Real-Time Neural Distributed Energy Resources Dispatch with Feasibility Guarantees

As renewable energy sources like solar and wind become more prevalent, grid operators need high-frequency real-time scheduling to handle their variability. Neural network-based surrogates offer fast computation, but they struggle to strictly enforce nonconvex power flow constraints without resorting to slow external solvers. This paper from Zhu, Xu, and Sun bridges that gap with a novel solver-free neural dispatch framework that guarantees feasibility. The key innovation is a convex inner approximation of the DistFlow model (the standard power flow model for distribution networks) derived via the convex envelope theorem. Building on that, the authors formulate a robust optimization-based affine policy that yields a theoretically certified interior-point mapping rule.

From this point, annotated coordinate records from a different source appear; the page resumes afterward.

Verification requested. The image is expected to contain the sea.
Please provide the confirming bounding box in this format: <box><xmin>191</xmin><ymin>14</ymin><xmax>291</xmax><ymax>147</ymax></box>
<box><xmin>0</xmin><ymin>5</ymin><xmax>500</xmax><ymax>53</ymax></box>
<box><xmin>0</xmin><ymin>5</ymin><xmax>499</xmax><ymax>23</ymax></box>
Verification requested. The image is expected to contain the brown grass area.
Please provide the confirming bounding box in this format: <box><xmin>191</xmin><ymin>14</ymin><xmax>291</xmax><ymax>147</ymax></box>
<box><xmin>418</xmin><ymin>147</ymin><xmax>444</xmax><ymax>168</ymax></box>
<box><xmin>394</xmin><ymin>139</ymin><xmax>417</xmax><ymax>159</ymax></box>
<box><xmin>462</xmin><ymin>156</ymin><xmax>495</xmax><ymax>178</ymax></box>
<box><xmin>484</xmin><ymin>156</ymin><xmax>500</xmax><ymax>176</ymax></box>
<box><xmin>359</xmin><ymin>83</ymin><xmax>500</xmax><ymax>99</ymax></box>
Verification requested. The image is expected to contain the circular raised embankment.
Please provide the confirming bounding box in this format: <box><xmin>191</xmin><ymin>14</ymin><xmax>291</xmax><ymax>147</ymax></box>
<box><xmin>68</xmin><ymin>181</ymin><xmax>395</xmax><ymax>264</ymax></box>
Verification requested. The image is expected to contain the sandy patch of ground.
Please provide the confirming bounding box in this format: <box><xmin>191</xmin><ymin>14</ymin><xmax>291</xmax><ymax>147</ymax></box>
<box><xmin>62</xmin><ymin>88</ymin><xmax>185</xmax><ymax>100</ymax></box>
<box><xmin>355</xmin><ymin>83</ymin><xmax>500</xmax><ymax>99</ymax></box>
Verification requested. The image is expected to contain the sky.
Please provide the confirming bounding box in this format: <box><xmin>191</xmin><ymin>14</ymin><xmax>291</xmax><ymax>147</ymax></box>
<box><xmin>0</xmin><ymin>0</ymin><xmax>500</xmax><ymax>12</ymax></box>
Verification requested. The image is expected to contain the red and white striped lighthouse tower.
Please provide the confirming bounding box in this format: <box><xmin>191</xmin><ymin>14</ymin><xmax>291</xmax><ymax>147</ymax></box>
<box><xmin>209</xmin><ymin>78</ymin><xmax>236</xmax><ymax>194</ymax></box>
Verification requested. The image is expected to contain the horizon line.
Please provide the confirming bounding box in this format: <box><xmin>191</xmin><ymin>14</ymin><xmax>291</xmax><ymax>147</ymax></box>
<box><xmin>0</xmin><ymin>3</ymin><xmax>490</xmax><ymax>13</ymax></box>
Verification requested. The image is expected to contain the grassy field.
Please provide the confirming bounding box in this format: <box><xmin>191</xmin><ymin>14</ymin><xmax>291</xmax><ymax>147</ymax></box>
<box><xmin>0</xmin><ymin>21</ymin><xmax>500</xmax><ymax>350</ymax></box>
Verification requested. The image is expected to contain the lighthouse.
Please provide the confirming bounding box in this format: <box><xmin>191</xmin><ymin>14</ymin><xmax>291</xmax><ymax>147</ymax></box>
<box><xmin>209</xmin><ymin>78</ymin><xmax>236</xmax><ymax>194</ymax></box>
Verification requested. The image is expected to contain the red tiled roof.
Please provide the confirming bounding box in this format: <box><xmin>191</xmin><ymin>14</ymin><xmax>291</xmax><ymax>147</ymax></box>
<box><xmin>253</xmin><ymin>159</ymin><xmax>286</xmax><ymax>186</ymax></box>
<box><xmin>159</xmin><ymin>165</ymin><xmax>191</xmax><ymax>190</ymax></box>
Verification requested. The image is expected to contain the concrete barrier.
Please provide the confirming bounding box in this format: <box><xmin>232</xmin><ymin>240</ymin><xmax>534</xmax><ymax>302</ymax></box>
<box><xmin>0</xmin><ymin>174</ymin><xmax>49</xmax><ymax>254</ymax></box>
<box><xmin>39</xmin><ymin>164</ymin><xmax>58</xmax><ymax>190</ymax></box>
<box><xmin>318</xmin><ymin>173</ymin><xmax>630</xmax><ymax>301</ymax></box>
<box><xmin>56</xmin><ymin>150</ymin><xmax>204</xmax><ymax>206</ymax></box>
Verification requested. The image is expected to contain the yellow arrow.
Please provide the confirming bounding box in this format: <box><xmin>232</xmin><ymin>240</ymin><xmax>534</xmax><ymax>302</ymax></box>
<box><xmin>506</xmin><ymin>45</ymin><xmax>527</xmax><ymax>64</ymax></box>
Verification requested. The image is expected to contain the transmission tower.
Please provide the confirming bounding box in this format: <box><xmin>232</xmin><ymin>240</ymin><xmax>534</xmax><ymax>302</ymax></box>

This mapping rule is then embedded in a bisection-based projection scheme that efficiently corrects infeasible neural network outputs—all without any external solver. Experimental results show the method restores feasibility on the order of 10^{-3} seconds while maintaining near-optimal performance. For energy system operators, this means they can rely on fast neural dispatchers for real-time control without sacrificing safety or optimality, enabling more aggressive renewable integration. The work is particularly relevant for distribution system operators managing behind-the-meter solar, battery storage, and other distributed energy resources.